Epoch 0:   0%|                                                                                                                                                                           | 0/5 [00:00<?, ?it/s]/home/vitor/Projects/ocr/venv/lib/python3.8/site-packages/torch/nn/functional.py:3103: UserWarning: The default behavior for interpolate/upsample with float scale_factor changed in 1.6.0 to align with other frameworks/libraries, and now uses scale_factor directly, instead of relying on the computed output size. If you wish to restore the old behavior, please set recompute_scale_factor=True. See the documentation of nn.Upsample for details. 
  warnings.warn("The default behavior for interpolate/upsample with float scale_factor changed "
Epoch 0:  80%|████████████████/home/vitor/Projects/ocr/venv/lib/python3.8/site-packages/torch/nn/modules/loss.py:446: UserWarning: Using a target size (torch.Size([1, 420, 360])) that is different to the input size (torch.Size([0, 1, 420, 360])). This will likely lead to incorrect results due to broadcasting. Please ensure they have the same size.
  return F.mse_loss(input, target, reduction=self.reduction)
/home/vitor/Projects/ocr/venv/lib/python3.8/site-packages/torch/nn/modules/loss.py:446: UserWarning: Using a target size (torch.Size([1, 420, 360])) that is different to the input size (torch.Size([2, 1, 420, 360])). This will likely lead to incorrect results due to broadcasting. Please ensure they have the same size.
  return F.mse_loss(input, target, reduction=self.reduction)

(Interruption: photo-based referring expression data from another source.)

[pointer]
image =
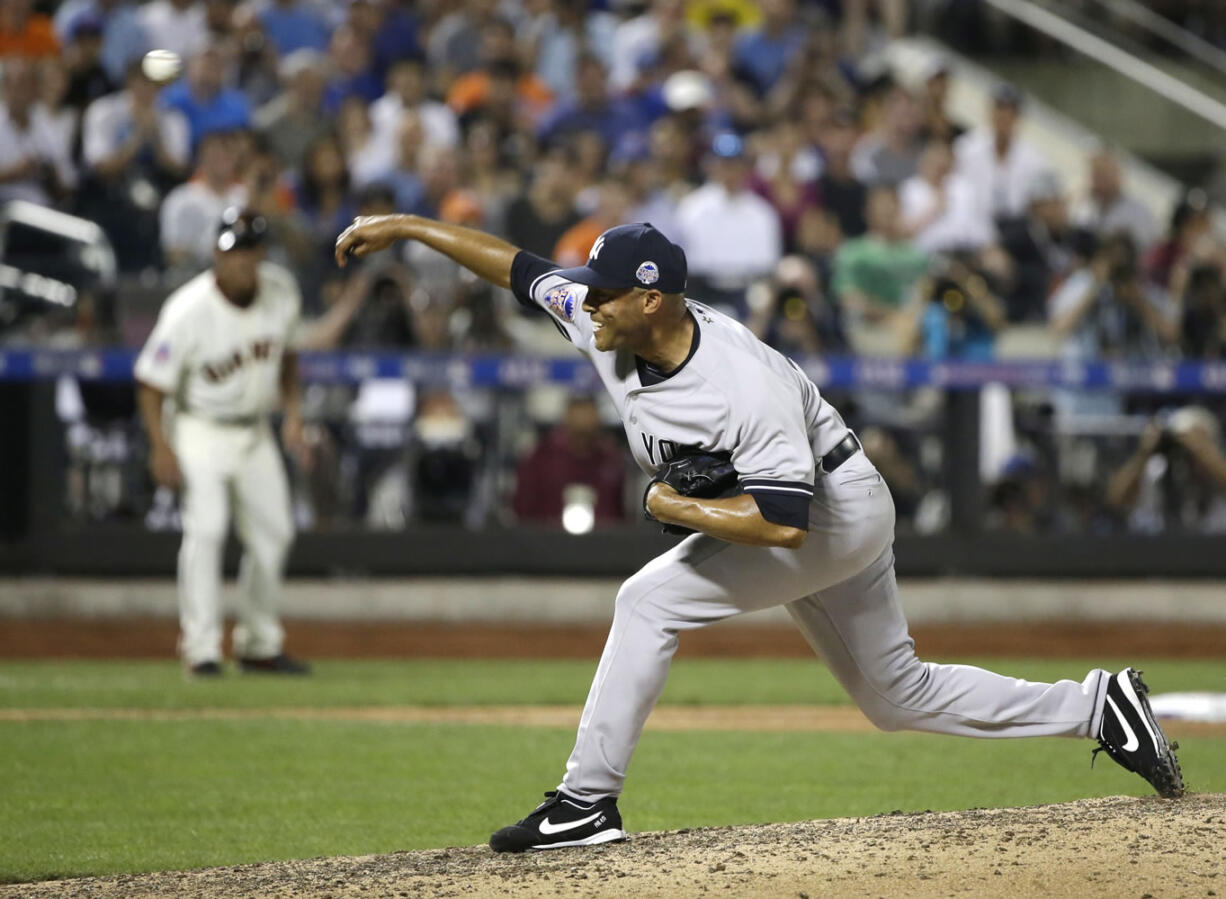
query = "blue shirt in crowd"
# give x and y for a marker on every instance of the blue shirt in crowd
(226, 110)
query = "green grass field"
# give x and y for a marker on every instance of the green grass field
(104, 796)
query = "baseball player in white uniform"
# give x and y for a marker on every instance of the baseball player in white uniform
(222, 352)
(812, 529)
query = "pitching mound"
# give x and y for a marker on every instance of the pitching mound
(1112, 846)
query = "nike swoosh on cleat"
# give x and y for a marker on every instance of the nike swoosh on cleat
(549, 828)
(1130, 743)
(1126, 684)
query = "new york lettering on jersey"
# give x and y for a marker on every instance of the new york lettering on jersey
(733, 394)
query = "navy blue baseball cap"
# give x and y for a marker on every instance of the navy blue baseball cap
(632, 255)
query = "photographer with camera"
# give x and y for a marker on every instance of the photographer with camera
(1176, 478)
(1106, 309)
(955, 314)
(1204, 313)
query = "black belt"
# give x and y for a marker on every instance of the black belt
(842, 450)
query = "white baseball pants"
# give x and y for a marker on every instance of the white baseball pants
(231, 467)
(840, 590)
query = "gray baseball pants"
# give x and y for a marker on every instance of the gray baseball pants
(840, 589)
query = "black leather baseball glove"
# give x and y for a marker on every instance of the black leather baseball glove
(693, 472)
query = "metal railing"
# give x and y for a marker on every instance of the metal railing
(1127, 64)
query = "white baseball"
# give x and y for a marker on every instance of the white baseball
(161, 65)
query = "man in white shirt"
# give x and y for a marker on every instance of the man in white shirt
(1107, 210)
(939, 209)
(999, 164)
(222, 350)
(406, 92)
(128, 130)
(191, 211)
(731, 234)
(34, 160)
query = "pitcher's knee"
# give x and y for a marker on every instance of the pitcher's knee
(895, 703)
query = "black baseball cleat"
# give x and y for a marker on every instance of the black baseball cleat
(562, 821)
(274, 665)
(205, 670)
(1132, 736)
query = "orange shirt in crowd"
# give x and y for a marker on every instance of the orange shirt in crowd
(36, 38)
(576, 242)
(471, 91)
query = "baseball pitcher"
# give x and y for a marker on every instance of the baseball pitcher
(222, 352)
(810, 526)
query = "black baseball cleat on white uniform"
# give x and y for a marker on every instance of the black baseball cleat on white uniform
(205, 670)
(1132, 736)
(274, 665)
(562, 821)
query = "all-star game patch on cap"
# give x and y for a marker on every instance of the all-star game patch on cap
(242, 229)
(632, 255)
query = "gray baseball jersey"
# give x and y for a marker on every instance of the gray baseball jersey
(734, 394)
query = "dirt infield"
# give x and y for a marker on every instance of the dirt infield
(76, 638)
(1117, 846)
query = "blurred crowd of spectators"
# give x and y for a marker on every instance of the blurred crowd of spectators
(822, 201)
(825, 204)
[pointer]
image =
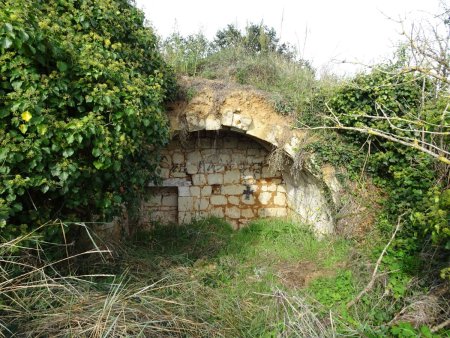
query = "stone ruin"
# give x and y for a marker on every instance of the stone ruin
(219, 164)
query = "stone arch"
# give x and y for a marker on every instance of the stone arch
(218, 107)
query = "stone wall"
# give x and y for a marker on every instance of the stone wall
(216, 173)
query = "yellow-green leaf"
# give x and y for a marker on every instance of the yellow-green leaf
(26, 116)
(23, 128)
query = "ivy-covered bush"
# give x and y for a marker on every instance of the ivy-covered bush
(403, 105)
(81, 91)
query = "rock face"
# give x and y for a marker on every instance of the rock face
(219, 163)
(222, 173)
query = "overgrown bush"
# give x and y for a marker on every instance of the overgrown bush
(81, 86)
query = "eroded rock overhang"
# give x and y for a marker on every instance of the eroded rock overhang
(310, 191)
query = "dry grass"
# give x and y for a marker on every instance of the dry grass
(37, 299)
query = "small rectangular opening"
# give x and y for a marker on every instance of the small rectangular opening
(161, 206)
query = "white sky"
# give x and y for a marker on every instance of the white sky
(324, 31)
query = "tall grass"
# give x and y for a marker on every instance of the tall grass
(40, 296)
(199, 280)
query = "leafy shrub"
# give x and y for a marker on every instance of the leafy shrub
(81, 87)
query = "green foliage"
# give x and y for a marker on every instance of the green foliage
(185, 54)
(256, 39)
(254, 57)
(338, 289)
(405, 329)
(81, 87)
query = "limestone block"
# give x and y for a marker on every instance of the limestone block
(184, 191)
(257, 159)
(247, 213)
(204, 143)
(166, 161)
(191, 168)
(218, 200)
(249, 201)
(254, 187)
(170, 201)
(215, 179)
(212, 123)
(178, 174)
(209, 153)
(264, 197)
(232, 189)
(253, 152)
(233, 200)
(233, 212)
(165, 173)
(241, 122)
(232, 176)
(198, 179)
(249, 178)
(194, 157)
(194, 191)
(224, 158)
(267, 172)
(281, 188)
(203, 203)
(206, 191)
(272, 212)
(217, 212)
(238, 158)
(184, 217)
(230, 142)
(154, 201)
(178, 158)
(280, 199)
(185, 203)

Epoch 0: 100%|██████████████████████████████████████████████████████████████████████████████████████████████████████████████████████████████████████████████| 5/5 [00:07<00:00,  1.42s/it, loss=4.556, v_num=0]Epoch 0: train_loss reached 10.22216 (best 10.22216), saving model to /home/vitor/Projects/ocr/trash/1606745694/checkpoints/weights-epoch=00-val_loss=30.00.ckpt as top 3████████| 1/1 [00:00<00:00,  1.02it/s]
Epoch 1:  80%|█████████████████████████████████████████████████████████████████████████████████████████████████████████████████▌                            | 4/5 [00:03<00:00,  1.16it/s, loss=3.630, v_num=0]
Validating: 0it [00:00, ?it/s]                                                                                                                                                                                 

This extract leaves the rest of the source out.